Ketika sudah sampai lantai bawah, Bibi Cass menyapa mereka dengan senyum lebarnya.
"Kau mau keluar?" tanyanya pada Hiro.
"Ya, Bibi Cass. Aku perlu membeli sesuatu."
"Dengan Tadashi?"
"Dengan Tadashi," Hiro mengkonfirmasi, setengah kesal. Bukannya sudah jelas?
"Baguslah! Waktu Tadashi pulang tadi dia kelihatan kurang baik. Menghabiskan waktu dengan adik tersayangnya pasti bisa membuat dia lebih ceria!" Wanita langsing itu menepukkan tangannya dengan gembira.
Tadashi tersenyum tipis, mengakui betapa benarnya kata-kata Bibi Cass.
"Kalau begitu, kami pergi!" seru Hiro sambil membuka pintu. Ia melalui pintu itu dengan setengah berlari sambil menyeret kakaknya, tidak memedulikan angin dingin yang langsung menerpa wajahnya. Senyum lebar tersemat di wajah remaja tanggung itu.
'Dia pasti benar-benar merindukanku,' batin Tadashi. Ia merasakan kehangatan yang entah muncul dari mana melingkupi tubuhnya, membuatnya ingin terbang. Tapi karena ia jelas tak bisa terbang-teknologi canggih di kotanya masih belum mampu membuat manusia terbang tanpa alat-ia hanya bisa melangkahkan tungkainya dengan lebih cepat dan berlari melalui Hiro, membuat adiknya itu terpaku untuk sesaat sebelum berlari mengejar kakaknya dengan kakinya yang jauh lebih pendek, meneriakkan, "Kenapa kau tiba-tiba lari, Tadashi bodoh?!"
Tadashi hanya tertawa dan menoleh untuk melihat adiknya yang sedikit kepayahan berusaha mengejarnya, memelankan sedikit kecepatannya hanya untuk kembali melaju saat adiknya berjarak sangat dekat dengannya. Deru napas cepat ditambah omelan Hiro menjadi pemicu tawa di bibirnya, dan ia tidak pernah merasa sebahagia ini saat ia bersama mantan pacarnya. Tidak sekalipun.
Malam yang dingin itu dihabiskan kedua kakak-beradik itu dengan tawa, keringat, dan hangatnya persaudaraan. Sesuatu yang hampir Tadashi lupakan ketika ia teralihkan sesaat oleh kecantikan seorang gadis. Namun tidak lagi.
Seperti yang dikatakannya ... ia takkan pernah menukar Hiro dengan hal berharga apapun yang ada di dunia ini.
Fin
Omake:
"Ya ampun, pesan dari orang misterius ini lagi!" Seorang gadis berambut keriting pirang memekik frustasi sembari menatap layar ponselnya dengan horor. Ialah gadis yang mematahkan hati Tadashi hari itu. Well, tidak benar-benar mematahkannya, tentu saja, karena hati Tadashi tak pernah benar-benar berada dalam genggaman gadis itu.
"Orang misterius?" Sahabatnya yang tengah menginap di kamarnya malam itu untuk menghibur si Gadis Pirang yang baru saja putus menyahut.

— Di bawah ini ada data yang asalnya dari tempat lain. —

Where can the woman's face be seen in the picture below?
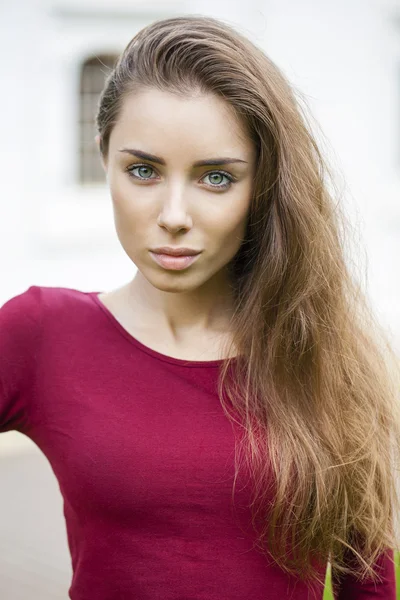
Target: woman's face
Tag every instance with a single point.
(163, 196)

"Orang misterius yang terus-menerus menerorku sejak aku berkencan dengan Tadashi!" pekiknya lagi. "Coba lihat apa pesannya kali ini. 'Kerja bagus. Kau membuat keputusan terbaik dalam hidupmu dengan memutuskan hubunganmu dengan Tadashi. Kau bisa mengucapkan selamat tinggal pada e-mail-mu yang dibanjiri spam, komputermu yang dimasukki virus ganas, dan semua gadget-mu yang mendadak error. Oh, dan lampu kamar mandimu yang terus menyala-dan-mati ratusan kali itu juga perbuatanku, kalau kau penasaran. Tapi mulai sekarang kehidupanmu akan kembali normal. Selamat. Dan jangan dekati Tadashi lagi. Dia milkku.'"
"Ya Tuhan, aku tidak menyangka Tadashi punya penggemar segila ini," komentar sang sahabat dengan wajah terkejut.

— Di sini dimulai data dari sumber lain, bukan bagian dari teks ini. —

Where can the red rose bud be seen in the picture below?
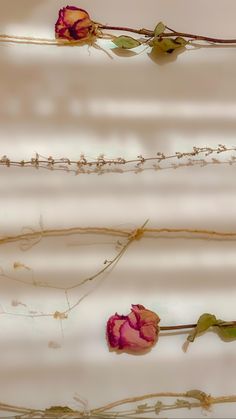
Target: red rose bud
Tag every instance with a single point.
(73, 24)
(136, 332)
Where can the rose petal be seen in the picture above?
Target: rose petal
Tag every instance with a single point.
(113, 330)
(131, 340)
(73, 24)
(136, 332)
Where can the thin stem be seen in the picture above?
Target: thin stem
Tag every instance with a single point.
(150, 33)
(179, 327)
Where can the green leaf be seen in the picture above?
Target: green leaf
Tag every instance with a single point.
(168, 44)
(181, 41)
(205, 321)
(226, 332)
(126, 42)
(159, 29)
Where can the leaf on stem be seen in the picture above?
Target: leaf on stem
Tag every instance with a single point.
(227, 333)
(225, 330)
(168, 44)
(126, 42)
(159, 29)
(205, 321)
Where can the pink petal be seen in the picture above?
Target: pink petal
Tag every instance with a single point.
(131, 340)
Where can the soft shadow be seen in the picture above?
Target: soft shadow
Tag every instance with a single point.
(162, 58)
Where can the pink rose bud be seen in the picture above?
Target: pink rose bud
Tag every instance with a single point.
(136, 332)
(73, 24)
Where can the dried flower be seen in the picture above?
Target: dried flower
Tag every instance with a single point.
(73, 24)
(136, 332)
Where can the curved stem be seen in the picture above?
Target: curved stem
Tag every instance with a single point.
(150, 33)
(192, 326)
(178, 327)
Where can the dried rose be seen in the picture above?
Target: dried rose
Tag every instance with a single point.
(136, 332)
(73, 24)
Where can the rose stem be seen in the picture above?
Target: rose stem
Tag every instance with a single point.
(179, 327)
(148, 32)
(192, 326)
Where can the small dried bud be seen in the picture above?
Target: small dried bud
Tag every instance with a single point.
(73, 24)
(136, 332)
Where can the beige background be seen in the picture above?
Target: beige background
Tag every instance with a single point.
(64, 101)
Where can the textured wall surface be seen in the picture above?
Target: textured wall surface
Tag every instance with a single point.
(67, 101)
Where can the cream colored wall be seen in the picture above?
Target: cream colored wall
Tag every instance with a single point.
(59, 101)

"Aku tahu. Maksudku, Tadashi memang tampan dan dia sangat macho dan memesona, tapi kalau berkencan dengannya berarti semua gadget milikku menjadi error, lebih baik aku tak usah mengenalnya!" Si Gadis Pirang itu menghela napas dengan dramatis. Tangannya memang bisa gatal kalau satu jam saja ia tidak menyentuh gadget-nya.

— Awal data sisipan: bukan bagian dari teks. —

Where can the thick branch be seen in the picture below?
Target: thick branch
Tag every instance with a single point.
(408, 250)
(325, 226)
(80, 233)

"Tapi siapa kira-kira penggemar misterius Tadashi?" tanya si Sahabat.
Kedua gadis itu bertatapan.
Mereka tak akan pernah tahu kalau orang yang mereka bicarakan adalah seorang remaja laki-laki berumur 14 tahun bernama Hiro Hamada, yang saat itu tengah berbagi canda tawa dengan Tadashi.